Ways & Means Votes on Medical Marijuana Bill This Afternoon
Sen. Jeanne Kohl-Welles‘ proposed legislation to better regulate medical marijuana is scheduled for executive session in the Senate Committee on Ways & Means at 1:30 p.m. today. UPDATE: Progress! “Feb 24: Executive action taken in the Senate Committee on Ways & Means at 1:30 p.m.”

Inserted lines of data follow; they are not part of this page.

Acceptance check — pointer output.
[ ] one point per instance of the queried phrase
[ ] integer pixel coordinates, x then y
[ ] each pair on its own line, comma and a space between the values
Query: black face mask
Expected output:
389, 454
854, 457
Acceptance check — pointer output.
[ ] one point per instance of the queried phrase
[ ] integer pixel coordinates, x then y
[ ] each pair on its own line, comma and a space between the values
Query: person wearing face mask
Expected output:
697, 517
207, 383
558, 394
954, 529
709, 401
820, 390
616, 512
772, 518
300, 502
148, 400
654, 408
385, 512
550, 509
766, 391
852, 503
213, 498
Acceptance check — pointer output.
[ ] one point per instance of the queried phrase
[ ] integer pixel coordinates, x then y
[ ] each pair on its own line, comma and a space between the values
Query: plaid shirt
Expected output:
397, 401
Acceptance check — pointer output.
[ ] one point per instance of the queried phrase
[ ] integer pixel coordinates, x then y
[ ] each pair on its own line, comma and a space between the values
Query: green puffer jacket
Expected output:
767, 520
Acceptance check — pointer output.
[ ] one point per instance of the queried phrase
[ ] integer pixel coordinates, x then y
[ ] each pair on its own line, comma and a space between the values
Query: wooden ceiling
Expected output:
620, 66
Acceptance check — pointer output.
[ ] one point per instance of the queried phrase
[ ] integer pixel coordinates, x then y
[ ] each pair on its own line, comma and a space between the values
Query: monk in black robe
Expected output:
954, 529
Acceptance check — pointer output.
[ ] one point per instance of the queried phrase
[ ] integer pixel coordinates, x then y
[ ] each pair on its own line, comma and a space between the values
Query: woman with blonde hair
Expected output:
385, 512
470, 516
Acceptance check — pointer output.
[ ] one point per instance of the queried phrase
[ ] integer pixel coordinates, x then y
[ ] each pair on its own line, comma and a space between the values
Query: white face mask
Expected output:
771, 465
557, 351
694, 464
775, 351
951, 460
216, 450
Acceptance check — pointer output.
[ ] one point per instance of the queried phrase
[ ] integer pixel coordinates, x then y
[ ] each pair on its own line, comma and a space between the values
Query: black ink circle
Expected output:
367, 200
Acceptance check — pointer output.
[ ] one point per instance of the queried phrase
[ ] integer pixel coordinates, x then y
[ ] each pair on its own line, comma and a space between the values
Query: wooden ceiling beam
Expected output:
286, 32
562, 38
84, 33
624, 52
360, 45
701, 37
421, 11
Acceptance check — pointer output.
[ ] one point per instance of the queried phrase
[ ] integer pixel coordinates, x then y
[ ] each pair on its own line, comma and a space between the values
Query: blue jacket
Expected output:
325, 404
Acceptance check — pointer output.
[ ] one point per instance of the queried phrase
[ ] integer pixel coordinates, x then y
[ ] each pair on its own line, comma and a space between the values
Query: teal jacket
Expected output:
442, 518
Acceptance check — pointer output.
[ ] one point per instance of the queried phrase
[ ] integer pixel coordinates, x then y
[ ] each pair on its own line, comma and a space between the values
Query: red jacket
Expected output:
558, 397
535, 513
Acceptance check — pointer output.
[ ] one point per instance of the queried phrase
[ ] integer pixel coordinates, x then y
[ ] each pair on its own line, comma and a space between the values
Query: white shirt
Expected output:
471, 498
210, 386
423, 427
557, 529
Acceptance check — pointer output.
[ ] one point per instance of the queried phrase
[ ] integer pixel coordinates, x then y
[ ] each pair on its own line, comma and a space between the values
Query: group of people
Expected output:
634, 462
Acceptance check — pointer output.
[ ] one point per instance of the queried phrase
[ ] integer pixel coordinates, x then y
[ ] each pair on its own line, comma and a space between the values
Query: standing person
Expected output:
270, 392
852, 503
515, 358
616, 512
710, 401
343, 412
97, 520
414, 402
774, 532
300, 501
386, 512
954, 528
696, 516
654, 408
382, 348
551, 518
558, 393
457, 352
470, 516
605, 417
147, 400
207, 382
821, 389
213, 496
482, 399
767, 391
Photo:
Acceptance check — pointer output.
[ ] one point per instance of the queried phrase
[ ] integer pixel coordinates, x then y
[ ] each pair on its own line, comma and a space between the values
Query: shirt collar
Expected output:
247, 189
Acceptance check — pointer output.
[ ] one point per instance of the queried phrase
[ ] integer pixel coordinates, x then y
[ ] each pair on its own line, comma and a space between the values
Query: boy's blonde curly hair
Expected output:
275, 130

Here is the latest summary of the bill’s intent:
NEW SECTION. Sec. 101. (1) The legislature intends to amend and clarify the law on the medical use of cannabis so that:
(a) Qualifying patients and designated providers complying with the terms of this act will no longer be subject to arrest or prosecution, other criminal sanctions, or civil consequences based solely on their medical use of cannabis;
(b) Qualifying patients will have access to an adequate, safe, consistent, and secure source of medical quality cannabis; and
(c) Health care professionals may authorize the medical use of cannabis in the manner provided by this act without fear of state criminal or civil sanctions.
(2) This act is not intended to amend or supersede Washington state law prohibiting the acquisition, possession, manufacture, sale, or use of cannabis for non-medical purposes.
Following the failure of Rep. Mary Lou Dickerson’s bill, HB 1550, to make it out of committee (even with a Seattle Times endorsement), SB 5073 (and its companion bill, HB 1100) is the last major legislative hope for this session.
Sensible Washington is still gearing up to put a legalization initiative on the ballot. Named I-1135, the initiative will need some 241,000 signatures by end of June to make the ballot. Distribution of petitions should begin today.
This measure would remove state civil and criminal penalties for the cultivation, possession, transportation, sale, or use of marijuana. Marijuana would no longer be defined as a “controlled substance,” and civil and criminal penalties relating to drug paraphernalia would not apply to marijuana-related offenses. The criminal offense of possession of forty grams or less of marijuana would be amended to apply only to persons under eighteen years old.